Theme: Aerosol Technology

Start date: Cohort 2: 2020

Supervisors: Dr Daniel McCluskey, Dr Ian Johnston and Dr Loic Coudron


The real-time (RT) detection of bioaerosols has become extremely important in both military and civilian infrastructure. Biological warfare is posed to be an increasingly tangible threat for the future, with aerosol dissemination being identified as a mode of transmission (Franz et al.,1997). Thus, there is prerogative from national defence agencies to create aerosol detection technologies that are rapid, efficient and specific in identification of agent (Šantl-Temklv et al.,2019; Huffman and Ratnesar-Shumate, 2020). There is a much wider scope for this technology with interest in the environmental and food sectors (Šantl-Temklv et al.,2019). The detection of plant/animal pathogens can lead to crop devastation as well as the monitoring of potential release of bioaerosols in predefined hazardous locations (Jim Ho 2002).  

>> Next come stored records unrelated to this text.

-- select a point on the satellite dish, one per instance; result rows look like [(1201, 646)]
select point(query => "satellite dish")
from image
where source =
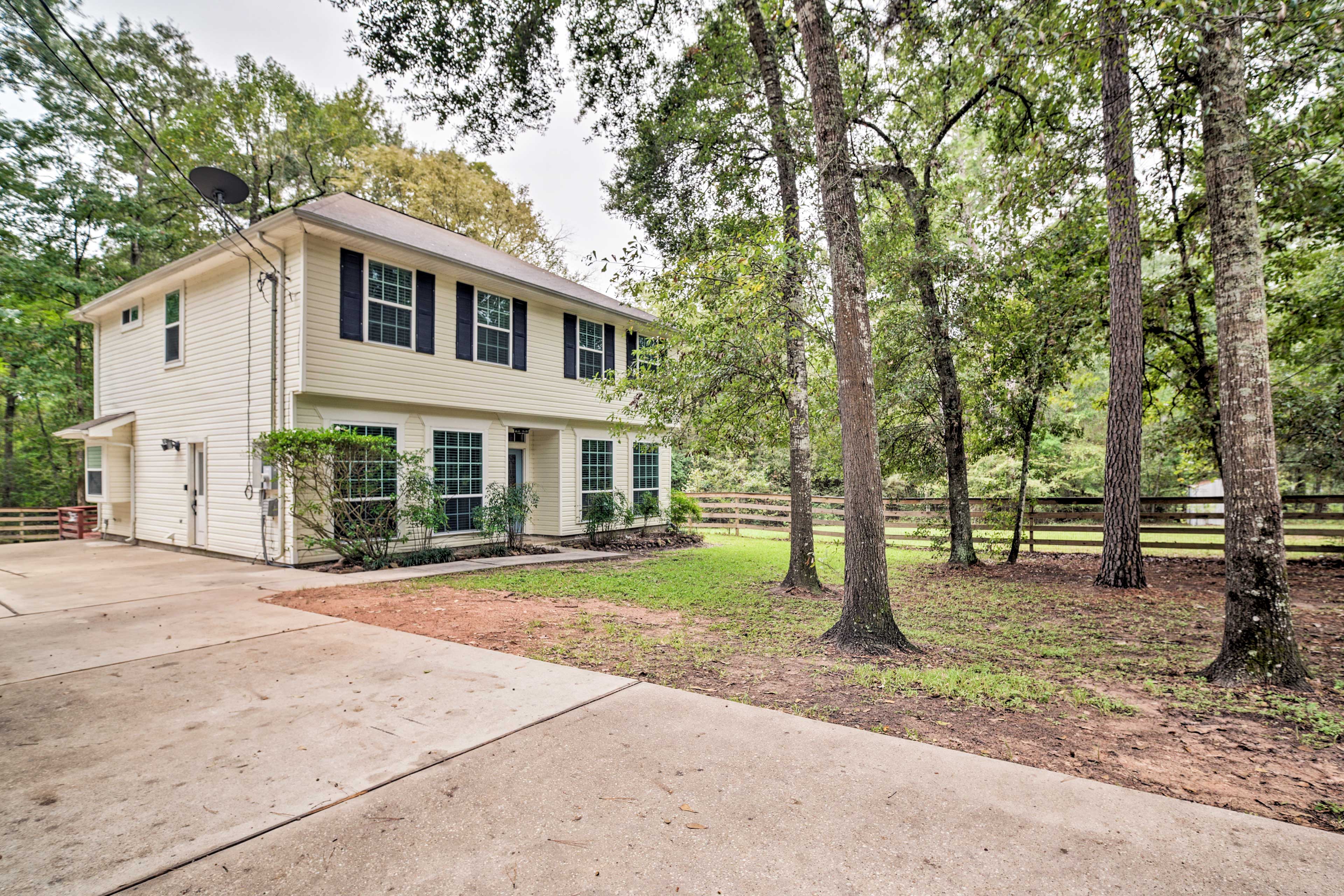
[(219, 186)]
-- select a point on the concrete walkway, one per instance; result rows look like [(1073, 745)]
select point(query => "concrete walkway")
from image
[(205, 742)]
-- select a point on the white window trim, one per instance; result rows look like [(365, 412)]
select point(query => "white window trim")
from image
[(401, 432), (601, 352), (486, 465), (182, 324), (369, 300), (140, 316), (579, 456), (658, 469), (101, 469), (478, 326)]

Lab-on-a-chip (LoC) technologies have been established to handle complications that arise from sample collection, in addition to the low concentrations of aerosolised pathogens and high customisation. (Coudron et al., 2018; Šantl-Temklv et al.,2019). It has been proposed that electrowetting-on-dielectric (EWOD) based digital microfluidics (DMF) is the next generation in biological detection of aerosolised agents (Coudron et al., 2018). Aerosolised pathogens can be transmitted in a variety of modes: liquid droplets, dust particles or spores (Alsved et al., 2019; Šantl-Temklv et al.,2019). The distance travelled is dependent on the size and density of the particle as larger particles will settle more rapidly compared to the smaller particles that can travel very long distances. A variety of collection methods have been developed in order to capture and analyse airborne pathogens. These include filtration or inertial/gravitational force approaches (Fronczek and Yoon 2015).